Une conseillère-cadre aux grands travaux et aux projets majeurs d’infrastructures du CIUSSS, Emmanuelle Legros, n’a voulu commenter aucune donnée financière liée aux projets de reconstruction des CHSLD. Le coût des terrains, la surchauffe du marché de l’immobilier et les coûts de construction affectent le secteur public.

Selon les informations disponibles au Conseil du trésor, les CHSLD Grace Dart, LaSalle et Dorval sont dans un état de vétusté fonctionnelle et physique qui nécessite leur reconstruction.

Le CHSLD Grace Dart pourrait être déclaré excédentaire, tandis que le CHSLD Dorval sera réutilisé comme ressource intermédiaire.

Le CHSLD Grace Dart sera reconstruit.

Le CHSLD Grace Dart sera reconstruit.

PHOTO : RADIO-CANADA

Aucun montant n’est avancé, mais si les coûts de reconstruction s’avéraient similaires à ceux dans l’est de Montréal, le coût de la reconstruction des trois CHSLD pourrait atteindre 350 M$, y compris l’achat des terrains.

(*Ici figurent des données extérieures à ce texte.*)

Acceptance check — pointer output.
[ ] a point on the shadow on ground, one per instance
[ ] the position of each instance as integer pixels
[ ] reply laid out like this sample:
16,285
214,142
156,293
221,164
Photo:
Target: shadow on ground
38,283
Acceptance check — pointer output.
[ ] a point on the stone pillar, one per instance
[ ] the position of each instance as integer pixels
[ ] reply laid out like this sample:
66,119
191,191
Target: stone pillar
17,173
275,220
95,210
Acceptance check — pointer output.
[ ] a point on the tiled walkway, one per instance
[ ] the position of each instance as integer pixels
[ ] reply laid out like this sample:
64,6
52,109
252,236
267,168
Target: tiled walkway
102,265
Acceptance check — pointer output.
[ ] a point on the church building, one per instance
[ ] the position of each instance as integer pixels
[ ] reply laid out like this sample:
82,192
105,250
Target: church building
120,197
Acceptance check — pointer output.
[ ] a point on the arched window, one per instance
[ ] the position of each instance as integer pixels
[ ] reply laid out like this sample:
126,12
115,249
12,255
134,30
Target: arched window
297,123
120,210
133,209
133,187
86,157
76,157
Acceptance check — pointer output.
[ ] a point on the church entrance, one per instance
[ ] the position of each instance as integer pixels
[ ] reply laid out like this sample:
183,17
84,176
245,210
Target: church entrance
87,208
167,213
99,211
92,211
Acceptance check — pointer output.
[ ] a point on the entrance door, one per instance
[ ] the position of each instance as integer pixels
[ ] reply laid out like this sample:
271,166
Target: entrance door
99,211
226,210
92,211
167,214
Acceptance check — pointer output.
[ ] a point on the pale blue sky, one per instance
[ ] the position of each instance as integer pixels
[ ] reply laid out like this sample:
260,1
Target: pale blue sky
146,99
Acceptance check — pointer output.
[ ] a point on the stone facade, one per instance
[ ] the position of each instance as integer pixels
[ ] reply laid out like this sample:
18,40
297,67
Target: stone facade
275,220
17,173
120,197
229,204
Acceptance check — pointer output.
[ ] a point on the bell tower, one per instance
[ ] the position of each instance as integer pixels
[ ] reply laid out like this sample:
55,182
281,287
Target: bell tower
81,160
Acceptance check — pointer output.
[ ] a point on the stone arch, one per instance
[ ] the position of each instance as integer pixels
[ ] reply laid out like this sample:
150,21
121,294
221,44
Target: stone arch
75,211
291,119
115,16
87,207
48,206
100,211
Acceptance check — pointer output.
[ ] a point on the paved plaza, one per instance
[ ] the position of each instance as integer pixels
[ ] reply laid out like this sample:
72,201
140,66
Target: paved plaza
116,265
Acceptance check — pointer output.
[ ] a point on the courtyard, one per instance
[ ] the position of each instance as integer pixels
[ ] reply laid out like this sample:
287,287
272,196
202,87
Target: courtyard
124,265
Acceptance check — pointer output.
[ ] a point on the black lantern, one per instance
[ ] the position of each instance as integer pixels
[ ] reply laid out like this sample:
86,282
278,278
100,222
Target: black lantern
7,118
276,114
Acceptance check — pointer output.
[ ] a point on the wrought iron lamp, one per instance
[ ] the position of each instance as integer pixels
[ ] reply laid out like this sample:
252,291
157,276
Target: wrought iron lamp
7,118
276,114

Les six projets à Montréal totaliseraient plus de 800 M$.

Comme l’a martelé le chef de la CAQ, François Legault, lors du débat des chefs organisé la semaine dernière par le réseau TVA, il manque de travailleurs de la construction pour faire des CHSLD, pour faire des maisons des aînés.

Selon le président de l’Association québécoise de défense des droits des personnes retraitées et préretraitées (AQDR), Pierre Lynch, il y a urgence de trouver des solutions d’hébergement à court terme, notamment à Montréal.

Il y a un déficit de places en CHSLD, il y a plus de 4270 personnes en attente au Québec (dont 886 à Montréal), rappelle M. Lynch. L’AQDR milite également pour une bonification significative des soins à domicile.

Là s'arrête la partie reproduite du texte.